Cosa minaccia oggi il paradiso del Mediterraneo?

«I cambiamenti climatici. Siamo un'area fortemente a rischio in termini di riduzione delle piogge e degli aumenti delle temperature. Ora: il Mediterraneo è sempre stato una terra di confine, di diversità, di scambi e di incontri tra nuove specie e nuove culture... E nel corso dei millenni l'area mediterranea ha già vissuto condizioni climatiche difficili, ma abbastanza controllabili dalle civiltà che lo hanno abitato. Oggi però i cambiamenti climatici, e ciò che ne consegue, migrazioni dai paesi più caldi e crisi alimentari, rischiano di fare del Mediterraneo non più un luogo di scambio, come è sempre stato, ma di esclusione. Non un luogo di accoglienza, ma di fuga. Governare il problema non è facile, ma la cosa peggiore è comportarsi come se il problema non ci fosse».

Le pale eoliche che punteggiano colline e coste del Mediterraneo sono una soluzione per l'energia che producono o un problema per il paesaggio che devastano?

«Domanda difficile. Non c'è una risposta tranchant. Da una parte bisogna aumentare le fonti di energia rinnovabili, dall'altra si devono salvare i valori culturali del paesaggio. Si può fare, senza furori ideologici né da una parte né dall'altra. Soprattutto pianificando, valutando i vari casi... Abbiamo avuto i paesaggi dell'agricoltura, tagliando i boschi, poi quelli del carbone, poi il petrolchimico, poi il nucleare... Ora è il momento delle energie pulite. Bene. Ma chiediamoci: quelle pale eoliche, vanno bene? Per quali ragioni sono lì? Si possono ricollocare diversamente? Io non amo la decrescita felice, io voglio progresso e sviluppo. In modo sobrio ed equilibrato».

Ora c'è la moda a considerare gli alberi simili a noi, con sensazioni e percezioni umane...

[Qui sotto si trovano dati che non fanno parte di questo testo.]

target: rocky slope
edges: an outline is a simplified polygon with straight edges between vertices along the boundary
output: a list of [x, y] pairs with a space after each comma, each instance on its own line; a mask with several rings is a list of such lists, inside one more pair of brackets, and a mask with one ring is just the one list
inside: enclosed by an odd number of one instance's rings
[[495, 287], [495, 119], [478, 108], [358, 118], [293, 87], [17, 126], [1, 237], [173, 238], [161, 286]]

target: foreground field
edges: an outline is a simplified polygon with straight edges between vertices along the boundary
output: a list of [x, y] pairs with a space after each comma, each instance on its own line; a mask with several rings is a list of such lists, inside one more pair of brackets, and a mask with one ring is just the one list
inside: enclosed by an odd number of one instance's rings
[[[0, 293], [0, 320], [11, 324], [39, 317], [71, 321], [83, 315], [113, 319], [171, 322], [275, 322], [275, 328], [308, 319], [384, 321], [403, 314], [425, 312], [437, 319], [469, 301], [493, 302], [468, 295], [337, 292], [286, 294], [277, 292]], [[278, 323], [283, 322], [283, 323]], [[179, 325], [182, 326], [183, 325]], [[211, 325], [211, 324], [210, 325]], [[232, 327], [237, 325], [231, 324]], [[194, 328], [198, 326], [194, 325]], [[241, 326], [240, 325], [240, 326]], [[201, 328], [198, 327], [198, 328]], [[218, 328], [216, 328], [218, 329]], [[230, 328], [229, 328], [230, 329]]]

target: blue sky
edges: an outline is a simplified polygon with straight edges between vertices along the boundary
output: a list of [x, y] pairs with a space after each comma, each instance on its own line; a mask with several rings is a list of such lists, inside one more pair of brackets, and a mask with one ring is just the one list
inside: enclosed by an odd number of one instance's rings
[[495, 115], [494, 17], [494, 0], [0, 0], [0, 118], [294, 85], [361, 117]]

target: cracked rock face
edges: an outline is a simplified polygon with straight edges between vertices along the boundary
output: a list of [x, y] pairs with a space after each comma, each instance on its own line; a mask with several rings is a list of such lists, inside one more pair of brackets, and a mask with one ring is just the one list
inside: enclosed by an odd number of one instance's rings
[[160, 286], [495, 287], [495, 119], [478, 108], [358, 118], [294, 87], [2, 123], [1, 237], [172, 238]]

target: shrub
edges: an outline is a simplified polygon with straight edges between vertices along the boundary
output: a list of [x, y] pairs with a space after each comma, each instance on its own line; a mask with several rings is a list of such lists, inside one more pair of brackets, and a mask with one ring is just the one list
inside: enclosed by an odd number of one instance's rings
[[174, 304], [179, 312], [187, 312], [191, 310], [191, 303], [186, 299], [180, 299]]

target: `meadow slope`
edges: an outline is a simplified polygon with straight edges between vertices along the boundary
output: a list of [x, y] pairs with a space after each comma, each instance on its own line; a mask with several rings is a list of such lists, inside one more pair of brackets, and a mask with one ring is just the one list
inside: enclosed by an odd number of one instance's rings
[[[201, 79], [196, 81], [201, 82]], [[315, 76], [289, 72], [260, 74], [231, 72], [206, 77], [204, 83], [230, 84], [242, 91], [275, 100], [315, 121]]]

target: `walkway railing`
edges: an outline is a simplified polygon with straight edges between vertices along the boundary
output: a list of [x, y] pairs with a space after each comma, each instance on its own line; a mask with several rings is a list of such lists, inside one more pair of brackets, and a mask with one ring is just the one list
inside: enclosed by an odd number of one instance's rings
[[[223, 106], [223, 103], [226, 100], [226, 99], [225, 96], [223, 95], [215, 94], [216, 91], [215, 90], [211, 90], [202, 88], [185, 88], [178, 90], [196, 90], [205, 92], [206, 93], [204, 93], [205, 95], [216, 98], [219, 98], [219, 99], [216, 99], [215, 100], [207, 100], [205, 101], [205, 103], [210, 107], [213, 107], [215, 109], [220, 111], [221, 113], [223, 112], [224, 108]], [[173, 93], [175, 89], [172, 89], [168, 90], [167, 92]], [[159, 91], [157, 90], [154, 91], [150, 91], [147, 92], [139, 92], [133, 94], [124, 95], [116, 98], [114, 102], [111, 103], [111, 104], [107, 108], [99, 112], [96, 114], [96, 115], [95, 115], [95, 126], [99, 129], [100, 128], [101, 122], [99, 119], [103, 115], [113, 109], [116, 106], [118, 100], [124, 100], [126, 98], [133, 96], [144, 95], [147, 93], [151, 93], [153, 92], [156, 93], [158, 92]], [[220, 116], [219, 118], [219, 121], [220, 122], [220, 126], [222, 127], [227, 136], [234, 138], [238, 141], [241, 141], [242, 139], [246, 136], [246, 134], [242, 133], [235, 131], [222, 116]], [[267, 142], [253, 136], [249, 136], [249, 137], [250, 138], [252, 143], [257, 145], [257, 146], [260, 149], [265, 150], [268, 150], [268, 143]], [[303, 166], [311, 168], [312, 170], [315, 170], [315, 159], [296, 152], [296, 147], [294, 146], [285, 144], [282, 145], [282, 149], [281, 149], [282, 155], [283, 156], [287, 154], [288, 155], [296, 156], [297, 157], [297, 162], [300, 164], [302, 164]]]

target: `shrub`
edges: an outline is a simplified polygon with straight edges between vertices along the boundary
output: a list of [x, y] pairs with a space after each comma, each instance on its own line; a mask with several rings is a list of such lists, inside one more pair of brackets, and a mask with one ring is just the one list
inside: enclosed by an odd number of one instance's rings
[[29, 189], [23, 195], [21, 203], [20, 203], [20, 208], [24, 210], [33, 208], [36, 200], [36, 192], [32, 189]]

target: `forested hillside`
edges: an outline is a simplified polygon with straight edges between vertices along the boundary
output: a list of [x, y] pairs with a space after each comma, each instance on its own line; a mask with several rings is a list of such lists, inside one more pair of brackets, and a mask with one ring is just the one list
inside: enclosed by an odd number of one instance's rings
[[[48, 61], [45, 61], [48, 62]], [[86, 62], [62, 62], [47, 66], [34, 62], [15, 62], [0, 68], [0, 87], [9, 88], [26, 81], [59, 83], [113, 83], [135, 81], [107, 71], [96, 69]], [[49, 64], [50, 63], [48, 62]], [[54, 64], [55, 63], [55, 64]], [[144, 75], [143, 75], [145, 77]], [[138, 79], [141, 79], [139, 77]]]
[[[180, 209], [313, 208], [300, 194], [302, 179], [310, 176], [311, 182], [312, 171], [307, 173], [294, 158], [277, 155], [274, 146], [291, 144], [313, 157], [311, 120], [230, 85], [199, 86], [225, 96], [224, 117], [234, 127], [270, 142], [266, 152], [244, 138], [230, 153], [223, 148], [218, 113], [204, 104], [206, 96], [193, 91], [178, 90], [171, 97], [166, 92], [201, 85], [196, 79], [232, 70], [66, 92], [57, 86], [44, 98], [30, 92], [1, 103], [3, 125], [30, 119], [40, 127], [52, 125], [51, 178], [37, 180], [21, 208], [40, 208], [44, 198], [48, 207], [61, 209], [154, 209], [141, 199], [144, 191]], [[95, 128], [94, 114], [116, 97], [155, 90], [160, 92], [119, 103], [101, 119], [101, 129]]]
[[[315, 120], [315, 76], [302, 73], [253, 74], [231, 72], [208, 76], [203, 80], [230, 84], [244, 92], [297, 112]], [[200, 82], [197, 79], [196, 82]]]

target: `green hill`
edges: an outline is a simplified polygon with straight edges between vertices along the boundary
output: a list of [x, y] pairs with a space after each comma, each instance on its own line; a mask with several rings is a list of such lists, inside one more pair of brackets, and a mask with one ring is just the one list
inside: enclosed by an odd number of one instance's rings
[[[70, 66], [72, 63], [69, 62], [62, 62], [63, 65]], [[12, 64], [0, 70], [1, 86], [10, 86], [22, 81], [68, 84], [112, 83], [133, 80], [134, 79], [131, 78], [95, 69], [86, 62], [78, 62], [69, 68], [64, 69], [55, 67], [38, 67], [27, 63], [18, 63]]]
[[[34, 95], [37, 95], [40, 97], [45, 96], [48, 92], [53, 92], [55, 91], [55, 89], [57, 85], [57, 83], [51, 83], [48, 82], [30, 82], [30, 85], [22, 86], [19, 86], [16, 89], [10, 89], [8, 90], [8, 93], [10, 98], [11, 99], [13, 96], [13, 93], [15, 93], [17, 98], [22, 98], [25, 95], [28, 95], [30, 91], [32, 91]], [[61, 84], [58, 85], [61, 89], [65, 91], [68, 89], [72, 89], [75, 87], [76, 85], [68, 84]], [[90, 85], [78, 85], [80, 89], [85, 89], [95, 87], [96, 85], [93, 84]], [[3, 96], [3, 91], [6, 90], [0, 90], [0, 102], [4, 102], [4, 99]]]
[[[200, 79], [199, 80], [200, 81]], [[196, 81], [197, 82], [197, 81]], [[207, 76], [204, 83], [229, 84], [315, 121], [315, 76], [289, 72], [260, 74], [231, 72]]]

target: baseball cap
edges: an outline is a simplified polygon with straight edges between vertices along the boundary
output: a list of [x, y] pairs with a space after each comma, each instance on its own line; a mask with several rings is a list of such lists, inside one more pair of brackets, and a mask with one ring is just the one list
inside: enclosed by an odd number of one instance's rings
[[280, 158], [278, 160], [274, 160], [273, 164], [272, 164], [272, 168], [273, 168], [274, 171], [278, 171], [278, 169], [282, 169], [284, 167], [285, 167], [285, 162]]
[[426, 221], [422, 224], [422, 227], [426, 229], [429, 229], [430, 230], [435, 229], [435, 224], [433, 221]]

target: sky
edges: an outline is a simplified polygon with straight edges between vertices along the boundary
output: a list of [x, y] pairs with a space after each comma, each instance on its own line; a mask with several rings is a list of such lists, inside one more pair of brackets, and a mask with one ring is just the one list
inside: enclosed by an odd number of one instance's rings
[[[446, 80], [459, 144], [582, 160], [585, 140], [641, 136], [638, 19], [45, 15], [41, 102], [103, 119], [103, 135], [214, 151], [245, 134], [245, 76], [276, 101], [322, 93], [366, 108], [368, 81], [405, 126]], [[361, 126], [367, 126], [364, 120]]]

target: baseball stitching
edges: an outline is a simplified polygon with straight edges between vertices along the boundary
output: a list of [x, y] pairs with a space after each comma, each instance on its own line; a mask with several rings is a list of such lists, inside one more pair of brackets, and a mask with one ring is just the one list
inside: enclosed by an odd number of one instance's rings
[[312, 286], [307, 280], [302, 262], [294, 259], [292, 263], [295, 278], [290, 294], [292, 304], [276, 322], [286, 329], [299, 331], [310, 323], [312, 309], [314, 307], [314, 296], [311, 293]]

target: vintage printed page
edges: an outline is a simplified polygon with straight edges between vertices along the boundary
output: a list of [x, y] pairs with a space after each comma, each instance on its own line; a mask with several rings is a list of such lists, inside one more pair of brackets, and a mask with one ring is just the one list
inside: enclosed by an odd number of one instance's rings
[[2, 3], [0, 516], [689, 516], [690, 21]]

«Una moda, appunto. Ma così non rispettiamo la loro diversità. Gli alberi deve essere chiaro - sono altro da noi, non sono intelligenti, non hanno sentimenti, non sentono la musica. Dobbiamo semplicemente averne riguardo e lasciarli in pace. Certo: bisogna superare l'antropocentrismo. Ma nello stesso tempo bisogna evitare i rischi di quello che io chiamo neocolonialismo, cioè l'attribuire sentimenti alla natura e vedere le piante troppo simili a noi».

E questa storia di piantare migliaia di alberi ovunque?

«Ecco. Ormai sindaci e architetti credono di poter risolvere qualsiasi problema piantando alberi. Mi sembra un po' una scorciatoia. Una soluzione semplicistica e populista. Io sono felicissimo che si piantino nuovi alberi, ma non mi interessa quanti: 10, 20, centomila... Io voglio sapere quali specie di alberi, e chi li produce...

Lo sa che tutti i vivai italiani non basterebbero a supportare certe cifre? E poi: chi li cura? Piantare un nuovo albero è facile, farlo cresce è difficile. Lo sa chi ha un giardino, figuriamoci chi deve gestire un bosco».